On Fox News’ Special Report this week, exiled Crown Prince Reza Pahlavi laid down a brutal claim: Iran’s theocratic rulers are slaughtering their own people at a scale worse than the terror attacks on America two decades ago. Pahlavi’s raw appeal to the world and to brave Iranians on the streets was unvarnished and unflinching, the kind of wake-up call that patriotic Americans should hear with their hearts and their heads.
The unrest did not come from nowhere — protests erupted late December amid an economic collapse that left ordinary families unable to feed their children and business owners watching their life’s work evaporate. Streets and bazaars that sustained generations suddenly filled with chants for freedom and the old national flag, a powerful symbol of popular rejection of the clerical elite.
Independent monitoring groups and journalists have tried to pierce the regime’s information blackout and the results are chilling: rights organizations report mass arrests, brutal crackdowns and death tolls that number in the thousands according to the latest tallies. Those figures are not fanciful political rhetoric — outside monitors say the body count is staggeringly high, pushing past the familiar thresholds of tragedy into a humanitarian calamity.
Amnesty International and Human Rights Watch have documented the same pattern: security forces using live ammunition, beatings, and other unlawful tactics to stamp out dissent, while the regime muffles the truth with internet shutdowns and coerced confessions.

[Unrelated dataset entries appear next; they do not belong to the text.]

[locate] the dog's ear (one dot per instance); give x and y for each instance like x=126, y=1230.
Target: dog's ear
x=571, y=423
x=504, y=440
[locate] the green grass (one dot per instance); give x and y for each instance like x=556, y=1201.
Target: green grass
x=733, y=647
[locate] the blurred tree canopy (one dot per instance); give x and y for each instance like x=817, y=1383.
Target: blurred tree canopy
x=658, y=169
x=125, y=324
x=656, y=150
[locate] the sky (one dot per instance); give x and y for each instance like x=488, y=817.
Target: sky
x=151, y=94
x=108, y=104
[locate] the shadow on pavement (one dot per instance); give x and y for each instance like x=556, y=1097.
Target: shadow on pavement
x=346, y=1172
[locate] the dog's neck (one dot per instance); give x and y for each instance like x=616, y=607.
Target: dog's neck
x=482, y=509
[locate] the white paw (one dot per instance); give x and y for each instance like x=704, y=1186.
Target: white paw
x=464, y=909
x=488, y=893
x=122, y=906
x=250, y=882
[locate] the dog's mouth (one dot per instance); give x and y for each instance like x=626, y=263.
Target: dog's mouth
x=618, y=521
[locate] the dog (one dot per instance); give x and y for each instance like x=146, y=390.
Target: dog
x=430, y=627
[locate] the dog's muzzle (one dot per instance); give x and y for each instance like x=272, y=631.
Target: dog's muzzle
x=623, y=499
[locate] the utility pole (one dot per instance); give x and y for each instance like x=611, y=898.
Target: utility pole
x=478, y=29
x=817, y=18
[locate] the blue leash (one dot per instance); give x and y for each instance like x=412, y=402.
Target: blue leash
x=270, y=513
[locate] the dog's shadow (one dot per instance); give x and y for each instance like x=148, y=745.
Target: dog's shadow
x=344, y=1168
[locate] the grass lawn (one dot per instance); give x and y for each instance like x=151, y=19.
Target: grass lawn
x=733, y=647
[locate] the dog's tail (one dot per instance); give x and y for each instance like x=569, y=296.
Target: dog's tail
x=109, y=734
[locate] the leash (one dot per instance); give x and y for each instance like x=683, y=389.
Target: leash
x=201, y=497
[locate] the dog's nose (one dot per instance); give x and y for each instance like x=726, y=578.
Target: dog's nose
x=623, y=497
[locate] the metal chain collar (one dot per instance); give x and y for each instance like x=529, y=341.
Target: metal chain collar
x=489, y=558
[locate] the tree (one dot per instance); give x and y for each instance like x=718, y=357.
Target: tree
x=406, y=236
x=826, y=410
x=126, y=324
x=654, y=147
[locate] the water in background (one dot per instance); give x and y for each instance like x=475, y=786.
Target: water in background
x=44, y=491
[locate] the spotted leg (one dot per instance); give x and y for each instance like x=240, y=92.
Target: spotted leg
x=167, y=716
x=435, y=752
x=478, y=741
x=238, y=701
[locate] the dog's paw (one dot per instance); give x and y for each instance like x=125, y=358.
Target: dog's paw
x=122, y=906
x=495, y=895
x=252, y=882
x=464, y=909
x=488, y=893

This is not a domestic policing problem; it is a systematic repression of a people daring to demand basic dignity, and the world cannot pretend it is merely an internal matter.
Pahlavi’s calls for coordinated civil resistance and for state employees to refuse to obey criminal orders are dangerous for him and hopeful for Iranians who crave liberty, and every free nation should be on the side of the brave, not the butchers. President Trump and other leaders have been clear that the United States will not stand idly by while Tehran murders its citizens, and that posture of strength is exactly what deters tyrants and comforts the oppressed.
Americans who love freedom must recognize the moral clarity here: when a tyrant kills his own people, appeasement and platitudes are not options. We should back sanctions, expose the regime’s crimes relentlessly, and keep every diplomatic and economic lever aimed at the clerics until the bloodshed stops and Iranians can choose their own future without fear.
This moment calls for courage from free nations and clarity from conservatives who still believe in American exceptionalism: stand with the protesters, call out the killers, and let Tehran know that liberty has more friends in the world than it has enemies. The people of Iran are showing the same American virtues we teach our children — resolve, faith in freedom, and the willingness to risk everything for a better tomorrow — and we should stand with them without apology.